AFAIK the coding only alters the internal JPG settings (and imprints the EXIF) so for anything other than in-camera JPGs an EXIF editor should do the trick? Given the low cost of a digital photograph, a card set with your lens choice marked (or to avoid focusing even a color code eg red=15mm) would make "coding" the output pretty easy for off-camera editing. Just photograph the appropriate card after you change the lens.

External correction will allow you to create (or adapt) custom settings specific to your lens, that may well differ from the nearest Leica equivalent.
Not just the JPGs, but the coding affects corrections written into the DNG as well.
For manual entry of lens ID, you're limited to those on the camera's list... and those don't include all Leica lenses.
I agree... coding is a real convenience. And I would be wary of those cheap flanges from China...
 
You must remove uv/ir filters for film, not for the M9. Tell the M9 filters are in place.

The cheap flanges from China require work with a grind and micrometer to match the flange thickness of original flange which are nominally .039". The Chinese ones are
.040 to .039. Originals are .039 or .040. They must match or focus goes off. .001" will throw it off.

Either buy new lenses or let Leica code them. I think they originally did it cheaply, but then found out the extra work required and doubled the cost. It is not a simple change out unless you are lucky.

GM black and arctic white car paint work fine.
 
For manual entry of lens ID, you're limited to those on the camera's list... and those don't include all Leica lenses.

Very likely, the 6-bit coding just tells the camera which lens to choose from that same list. The required corrections for each lens are already stored in the camera firmware, not in those 6 bits.
 
The last mount I bought I put a micrometer on it it couldn't see any real difference in thickness, all I can say is it works for me. The other handy thing is that you can now buy coded ltm adapters for the likes of canon 1.2 etc.
 
You must remove uv/ir filters for film, not for the M9. Tell the M9 filters are in place.

The cheap flanges from China require work with a grind and micrometer to match the flange thickness of original flange which are nominally .039". The Chinese ones are
.040 to .039. Originals are .039 or .040. They must match or focus goes off. .001" will throw it off.

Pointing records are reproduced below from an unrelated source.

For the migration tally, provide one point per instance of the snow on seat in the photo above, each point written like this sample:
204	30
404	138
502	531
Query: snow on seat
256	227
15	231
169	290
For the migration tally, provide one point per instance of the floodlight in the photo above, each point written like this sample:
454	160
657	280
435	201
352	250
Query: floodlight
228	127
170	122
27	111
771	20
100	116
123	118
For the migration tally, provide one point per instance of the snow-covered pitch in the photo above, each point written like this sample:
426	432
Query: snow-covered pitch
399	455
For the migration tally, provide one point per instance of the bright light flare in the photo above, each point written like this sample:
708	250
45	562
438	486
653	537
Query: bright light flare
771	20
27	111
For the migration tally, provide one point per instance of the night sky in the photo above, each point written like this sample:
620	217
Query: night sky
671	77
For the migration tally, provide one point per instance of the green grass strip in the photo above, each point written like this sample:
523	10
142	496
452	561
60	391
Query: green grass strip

Either buy new lenses or let Leica code them. I think they originally did it cheaply, but then found out the extra work required and doubled the cost. It is not a simple change out unless you are lucky.

GM black and arctic white car paint work fine.

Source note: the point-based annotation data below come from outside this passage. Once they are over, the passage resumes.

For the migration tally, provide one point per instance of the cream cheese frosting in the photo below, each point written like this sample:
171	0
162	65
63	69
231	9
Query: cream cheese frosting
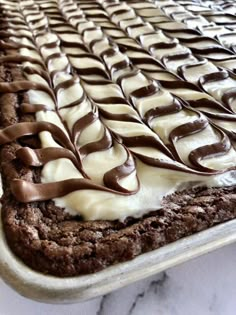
113	83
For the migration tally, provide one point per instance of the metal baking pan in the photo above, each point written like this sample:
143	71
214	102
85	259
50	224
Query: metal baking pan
49	289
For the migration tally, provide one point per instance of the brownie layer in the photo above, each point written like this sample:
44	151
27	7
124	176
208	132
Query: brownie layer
51	241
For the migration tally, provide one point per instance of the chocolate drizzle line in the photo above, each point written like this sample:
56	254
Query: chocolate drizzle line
45	155
119	71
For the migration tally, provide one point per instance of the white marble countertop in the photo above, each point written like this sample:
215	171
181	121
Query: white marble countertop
203	286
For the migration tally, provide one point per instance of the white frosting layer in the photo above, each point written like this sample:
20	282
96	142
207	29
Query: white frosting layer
155	182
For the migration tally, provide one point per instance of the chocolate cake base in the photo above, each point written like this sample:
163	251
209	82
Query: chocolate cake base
51	241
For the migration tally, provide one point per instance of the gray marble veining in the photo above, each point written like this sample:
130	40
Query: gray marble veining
203	286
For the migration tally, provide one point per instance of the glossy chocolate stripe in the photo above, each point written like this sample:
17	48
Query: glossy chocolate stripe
208	151
19	130
112	177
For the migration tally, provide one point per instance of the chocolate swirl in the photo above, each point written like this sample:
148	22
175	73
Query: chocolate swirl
107	72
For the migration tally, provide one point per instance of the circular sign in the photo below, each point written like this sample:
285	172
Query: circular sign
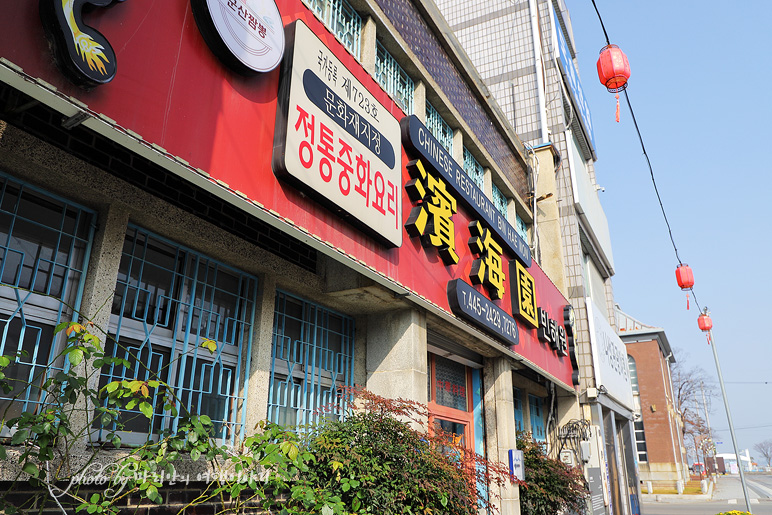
246	35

I must of been lucky four times in a row :D:D:D
 
Very likely, the 6-bit coding just tells the camera which lens to choose from that same list. The required corrections for each lens are already stored in the camera firmware, not in those 6 bits.

The list in the M9 does not contain all the lenses that have a 6-bit code. For example: if you have the Zeiss 18mm, there is no chance to select the Leica 18mm. Luckily I have the Leica 18mm with the 6-bit code. I bet there are more examples for Leica lenses that are not in the list.